N-tert-Butoxycarbonyl alanal (4a-ii):

Oxalyl chloride (2 equiv., 5.7 mmol, 0.5 mL) was added to dry DCM (5 ml) taken in a twoneck round bottom flask equipped with a stirrer under argon. The flask was cooled to −78 ^°C. To this flask was added DMSO (4 equiv., 11.4 mmol, 0.8 mL) drop-wise and stirring was continued for 30 min at −78 ^°C. Next, the alcohol 6 (0.5 g, 2.9 mmol) dissolved in dry DCM (5 mL) was added to the reaction mixture drop-wise and stirred for further 1h.

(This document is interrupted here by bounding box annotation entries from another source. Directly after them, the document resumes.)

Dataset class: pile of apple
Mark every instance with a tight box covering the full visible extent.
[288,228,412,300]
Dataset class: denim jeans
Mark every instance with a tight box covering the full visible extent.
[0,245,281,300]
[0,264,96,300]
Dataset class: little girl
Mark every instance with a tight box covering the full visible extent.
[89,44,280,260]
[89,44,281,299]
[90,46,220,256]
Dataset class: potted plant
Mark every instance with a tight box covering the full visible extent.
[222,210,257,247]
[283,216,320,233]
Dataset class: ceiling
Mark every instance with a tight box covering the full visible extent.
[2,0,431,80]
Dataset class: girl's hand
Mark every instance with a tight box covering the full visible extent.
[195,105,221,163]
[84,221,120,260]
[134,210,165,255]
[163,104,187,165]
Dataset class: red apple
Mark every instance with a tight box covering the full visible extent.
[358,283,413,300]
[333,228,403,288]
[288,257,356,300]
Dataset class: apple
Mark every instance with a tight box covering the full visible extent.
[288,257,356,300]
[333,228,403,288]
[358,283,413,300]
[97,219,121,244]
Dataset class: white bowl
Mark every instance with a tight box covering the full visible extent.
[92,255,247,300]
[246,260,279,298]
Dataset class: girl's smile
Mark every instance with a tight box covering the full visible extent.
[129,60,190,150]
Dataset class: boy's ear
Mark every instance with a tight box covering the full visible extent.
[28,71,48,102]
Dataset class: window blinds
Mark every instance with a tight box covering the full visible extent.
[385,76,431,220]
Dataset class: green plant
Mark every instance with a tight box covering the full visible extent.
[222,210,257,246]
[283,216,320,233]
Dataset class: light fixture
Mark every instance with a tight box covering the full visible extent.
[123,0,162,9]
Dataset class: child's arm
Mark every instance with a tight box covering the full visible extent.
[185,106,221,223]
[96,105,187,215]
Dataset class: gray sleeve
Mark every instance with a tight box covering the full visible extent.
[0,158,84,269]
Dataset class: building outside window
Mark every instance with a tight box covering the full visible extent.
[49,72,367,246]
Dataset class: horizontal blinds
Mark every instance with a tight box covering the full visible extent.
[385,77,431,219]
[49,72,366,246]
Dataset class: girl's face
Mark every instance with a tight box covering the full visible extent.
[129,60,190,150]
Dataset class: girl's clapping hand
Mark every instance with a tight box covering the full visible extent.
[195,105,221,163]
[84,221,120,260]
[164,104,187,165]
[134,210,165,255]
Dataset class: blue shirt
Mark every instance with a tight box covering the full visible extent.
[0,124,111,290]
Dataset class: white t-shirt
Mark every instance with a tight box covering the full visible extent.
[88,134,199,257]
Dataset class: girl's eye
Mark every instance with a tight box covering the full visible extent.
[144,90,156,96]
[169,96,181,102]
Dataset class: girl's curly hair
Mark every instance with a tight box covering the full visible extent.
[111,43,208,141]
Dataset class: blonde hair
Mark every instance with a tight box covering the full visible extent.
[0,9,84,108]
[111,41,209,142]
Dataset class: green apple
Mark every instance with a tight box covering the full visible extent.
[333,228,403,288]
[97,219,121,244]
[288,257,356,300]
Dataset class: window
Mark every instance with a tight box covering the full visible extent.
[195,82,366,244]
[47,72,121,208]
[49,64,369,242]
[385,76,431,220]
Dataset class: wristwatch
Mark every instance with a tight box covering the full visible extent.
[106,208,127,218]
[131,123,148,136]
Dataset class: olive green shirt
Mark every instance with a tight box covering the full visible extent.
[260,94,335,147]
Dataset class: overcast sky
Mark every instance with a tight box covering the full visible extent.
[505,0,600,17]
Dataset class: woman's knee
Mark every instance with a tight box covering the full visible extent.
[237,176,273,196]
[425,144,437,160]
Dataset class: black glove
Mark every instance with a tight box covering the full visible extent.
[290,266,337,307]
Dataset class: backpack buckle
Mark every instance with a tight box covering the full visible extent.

Then Et₃N (3 equiv., 8.6 mmol, 1.2 mL) was added with stirring at −78 ^°C. After 5 min the cooling bath was removed and the reaction mixture was allowed to warm to room temperature. Upon completion of the reaction as checked by TLC, the reaction was quenched with NH₄Cl solution drop-wise. The organic layer was then separated. The aqueous phase was re-extracted with CH₂Cl₂ (20ml) and the organic layers were combined and washed with 10% citric acid solution, and brine. The organic layer was dried over anhydrous Na₂SO₄ and evaporated to give the crude product. The crude product was carried forward to the next step immediately.

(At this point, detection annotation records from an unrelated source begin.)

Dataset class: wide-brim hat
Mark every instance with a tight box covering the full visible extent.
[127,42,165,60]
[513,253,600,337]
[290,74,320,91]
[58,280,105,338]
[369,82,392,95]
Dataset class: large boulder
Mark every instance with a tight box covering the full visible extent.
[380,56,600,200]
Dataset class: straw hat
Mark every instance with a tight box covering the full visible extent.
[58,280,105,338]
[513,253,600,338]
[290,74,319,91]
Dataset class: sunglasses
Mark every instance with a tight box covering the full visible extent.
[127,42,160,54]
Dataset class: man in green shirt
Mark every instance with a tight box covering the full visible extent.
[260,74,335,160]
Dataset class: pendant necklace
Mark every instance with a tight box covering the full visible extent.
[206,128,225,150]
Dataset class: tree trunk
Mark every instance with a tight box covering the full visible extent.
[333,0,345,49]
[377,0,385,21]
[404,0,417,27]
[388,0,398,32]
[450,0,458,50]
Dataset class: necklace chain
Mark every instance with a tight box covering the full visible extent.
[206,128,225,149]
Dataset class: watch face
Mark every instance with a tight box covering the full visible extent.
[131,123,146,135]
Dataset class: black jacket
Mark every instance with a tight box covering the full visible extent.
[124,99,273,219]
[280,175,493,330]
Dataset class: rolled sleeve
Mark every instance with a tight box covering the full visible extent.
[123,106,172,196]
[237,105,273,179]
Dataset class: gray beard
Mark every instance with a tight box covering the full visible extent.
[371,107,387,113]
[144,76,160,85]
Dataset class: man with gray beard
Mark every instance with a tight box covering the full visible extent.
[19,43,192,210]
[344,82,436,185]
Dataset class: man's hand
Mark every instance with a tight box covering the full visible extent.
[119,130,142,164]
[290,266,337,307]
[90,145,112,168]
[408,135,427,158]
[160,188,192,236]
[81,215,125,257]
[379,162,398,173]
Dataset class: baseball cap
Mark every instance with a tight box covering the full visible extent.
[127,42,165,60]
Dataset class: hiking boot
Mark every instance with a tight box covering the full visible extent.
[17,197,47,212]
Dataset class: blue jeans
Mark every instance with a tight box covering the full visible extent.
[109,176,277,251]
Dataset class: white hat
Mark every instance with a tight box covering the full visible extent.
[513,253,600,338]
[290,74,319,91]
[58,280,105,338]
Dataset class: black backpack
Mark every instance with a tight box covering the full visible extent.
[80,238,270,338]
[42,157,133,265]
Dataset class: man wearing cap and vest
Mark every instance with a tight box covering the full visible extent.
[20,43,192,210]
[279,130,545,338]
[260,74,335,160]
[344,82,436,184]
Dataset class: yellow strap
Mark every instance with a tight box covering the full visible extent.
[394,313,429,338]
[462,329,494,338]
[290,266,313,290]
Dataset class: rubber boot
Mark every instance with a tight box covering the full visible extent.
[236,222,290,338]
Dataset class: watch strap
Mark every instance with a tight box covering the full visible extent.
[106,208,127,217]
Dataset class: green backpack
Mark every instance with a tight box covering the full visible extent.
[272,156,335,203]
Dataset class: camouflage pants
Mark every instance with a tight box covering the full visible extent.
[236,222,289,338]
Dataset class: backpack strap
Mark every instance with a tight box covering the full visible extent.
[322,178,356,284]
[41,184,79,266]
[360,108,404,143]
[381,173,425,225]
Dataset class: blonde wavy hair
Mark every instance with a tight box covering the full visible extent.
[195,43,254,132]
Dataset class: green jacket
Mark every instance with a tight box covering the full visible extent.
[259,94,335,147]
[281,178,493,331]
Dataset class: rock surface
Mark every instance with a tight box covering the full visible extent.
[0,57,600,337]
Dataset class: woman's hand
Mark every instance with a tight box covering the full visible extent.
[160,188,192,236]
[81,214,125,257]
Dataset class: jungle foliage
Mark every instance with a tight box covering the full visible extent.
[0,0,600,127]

N-tert-Butoxycarbonyl alanal (4a-iii):

To a stirred solution of alcohol 6 (0.5 g, 2.9 mmol) in CH₂Cl₂/DMSO (1:1, 10 mL), SO3•py (4 equiv., 11.4 mmol, 1.8 g) and Et₃N (3 equiv., 8.6 mmol, 1.2 mL) were added at 0 ^°C. The resulting mixture was then stirred for 1 h at room temperature before it was quenched with H₂O (10 mL) and extracted with DCM (2 × 10 mL). The combined organic layers were dried over anhydrous Na₂SO₄ and concentrated to afford the crude product which was carried forward to the next step immediately without any purification.

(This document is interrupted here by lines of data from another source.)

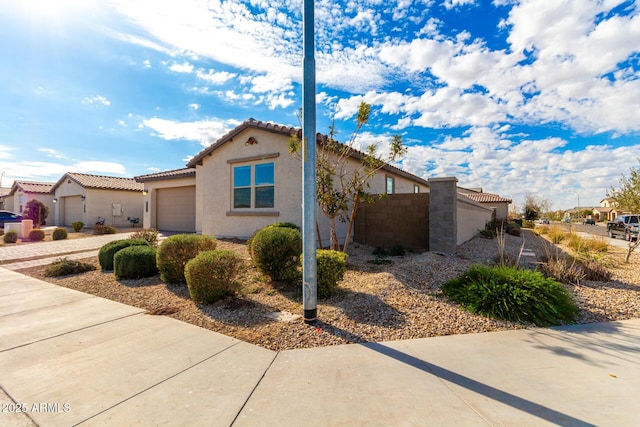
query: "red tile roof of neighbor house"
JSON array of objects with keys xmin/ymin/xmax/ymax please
[
  {"xmin": 133, "ymin": 168, "xmax": 196, "ymax": 182},
  {"xmin": 187, "ymin": 119, "xmax": 429, "ymax": 186},
  {"xmin": 9, "ymin": 181, "xmax": 53, "ymax": 195},
  {"xmin": 52, "ymin": 172, "xmax": 144, "ymax": 191},
  {"xmin": 462, "ymin": 192, "xmax": 512, "ymax": 203}
]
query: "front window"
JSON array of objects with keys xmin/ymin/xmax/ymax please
[
  {"xmin": 233, "ymin": 163, "xmax": 275, "ymax": 209},
  {"xmin": 386, "ymin": 176, "xmax": 394, "ymax": 194}
]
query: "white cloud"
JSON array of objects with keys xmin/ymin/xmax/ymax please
[
  {"xmin": 169, "ymin": 62, "xmax": 193, "ymax": 74},
  {"xmin": 442, "ymin": 0, "xmax": 476, "ymax": 9},
  {"xmin": 82, "ymin": 95, "xmax": 111, "ymax": 107},
  {"xmin": 143, "ymin": 117, "xmax": 236, "ymax": 147},
  {"xmin": 196, "ymin": 70, "xmax": 237, "ymax": 85},
  {"xmin": 38, "ymin": 148, "xmax": 65, "ymax": 159}
]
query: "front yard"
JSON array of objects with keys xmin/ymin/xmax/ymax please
[{"xmin": 15, "ymin": 232, "xmax": 640, "ymax": 350}]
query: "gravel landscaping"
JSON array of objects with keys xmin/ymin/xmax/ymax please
[{"xmin": 15, "ymin": 231, "xmax": 640, "ymax": 350}]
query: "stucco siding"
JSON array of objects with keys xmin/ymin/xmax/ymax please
[
  {"xmin": 457, "ymin": 196, "xmax": 492, "ymax": 245},
  {"xmin": 142, "ymin": 176, "xmax": 196, "ymax": 232},
  {"xmin": 196, "ymin": 129, "xmax": 302, "ymax": 238}
]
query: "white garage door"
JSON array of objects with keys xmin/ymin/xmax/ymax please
[
  {"xmin": 156, "ymin": 185, "xmax": 196, "ymax": 233},
  {"xmin": 64, "ymin": 196, "xmax": 84, "ymax": 226}
]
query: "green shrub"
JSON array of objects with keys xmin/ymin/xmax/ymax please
[
  {"xmin": 43, "ymin": 258, "xmax": 96, "ymax": 277},
  {"xmin": 93, "ymin": 224, "xmax": 116, "ymax": 236},
  {"xmin": 316, "ymin": 249, "xmax": 347, "ymax": 298},
  {"xmin": 113, "ymin": 246, "xmax": 158, "ymax": 279},
  {"xmin": 247, "ymin": 222, "xmax": 300, "ymax": 259},
  {"xmin": 540, "ymin": 255, "xmax": 585, "ymax": 285},
  {"xmin": 371, "ymin": 246, "xmax": 389, "ymax": 257},
  {"xmin": 51, "ymin": 227, "xmax": 68, "ymax": 240},
  {"xmin": 156, "ymin": 234, "xmax": 218, "ymax": 283},
  {"xmin": 98, "ymin": 239, "xmax": 149, "ymax": 270},
  {"xmin": 580, "ymin": 258, "xmax": 611, "ymax": 282},
  {"xmin": 129, "ymin": 228, "xmax": 158, "ymax": 248},
  {"xmin": 252, "ymin": 227, "xmax": 302, "ymax": 281},
  {"xmin": 184, "ymin": 251, "xmax": 244, "ymax": 303},
  {"xmin": 29, "ymin": 229, "xmax": 44, "ymax": 242},
  {"xmin": 2, "ymin": 230, "xmax": 18, "ymax": 243},
  {"xmin": 442, "ymin": 265, "xmax": 578, "ymax": 326},
  {"xmin": 505, "ymin": 222, "xmax": 522, "ymax": 237}
]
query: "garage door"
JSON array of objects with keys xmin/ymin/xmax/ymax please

Synthesis of MTPA-derivative of alanol 14a-i, a-ii, a-iii:

To the stirred solution of Boc protected alanol 13a-i, 13a-ii and 13aiii (0.5g, 2.85 mmol) was added 5% m-cresol in TFA (7 mL) in DCM at 0 ^°C. The reaction mixture was stirred for 1 h at rt. The solvent was evaporated under reduced pressure and the resulting residue was column purified to get the corresponding amine product. This amine (0.05 g, 0.7 mmol) was then dissolved in anhydrous DCM (5 mL) at room temperature under nitrogen. DIPEA (2.5 equiv., 1.7 mmol, 0.3 mL) and MTPA-Cl (1.3 equiv., 0.9 mmol, 0.3 g) were added to the dissolved solution at 0 ^°C and the reaction mixture was stirred for 14 h at rt. The solution was diluted with DCM (10 mL) and washed with water (10 mL), saturated NaHCO₃ (10 mL) and saturated NaCl (10 mL). The organic layer was dried over anhydrous Na₂SO₄, filtered and concentrated in vacuo and the residue was purified by silica gel column chromatography to give the title compound 14a-i, 14a-ii and 14a-iii. Yield 80%, R_f: 0.5 (40:60, EtOAc: hexane). ¹H-NMR (300 MHz, CDCl₃): 1.23 (d, J = 6.8 Hz, 3H), 2.58 (brs, 1H), 3.38 (s, 3H), 3.52(m, 1H), 3.62 (m, 1H), 4.11 (m, 1H), 6.98 (d, J = 7.07 Hz, 1H), 7.39–7.56 (m, 5H). ¹³C-NMR (75 MHz, CDCl₃): 16.7, 28.3, 47.6, 54.8, 66.3, 120.4, 122.7, 125.0, 127.3, 127.8, 128.6, 129.5,132.4,166.7.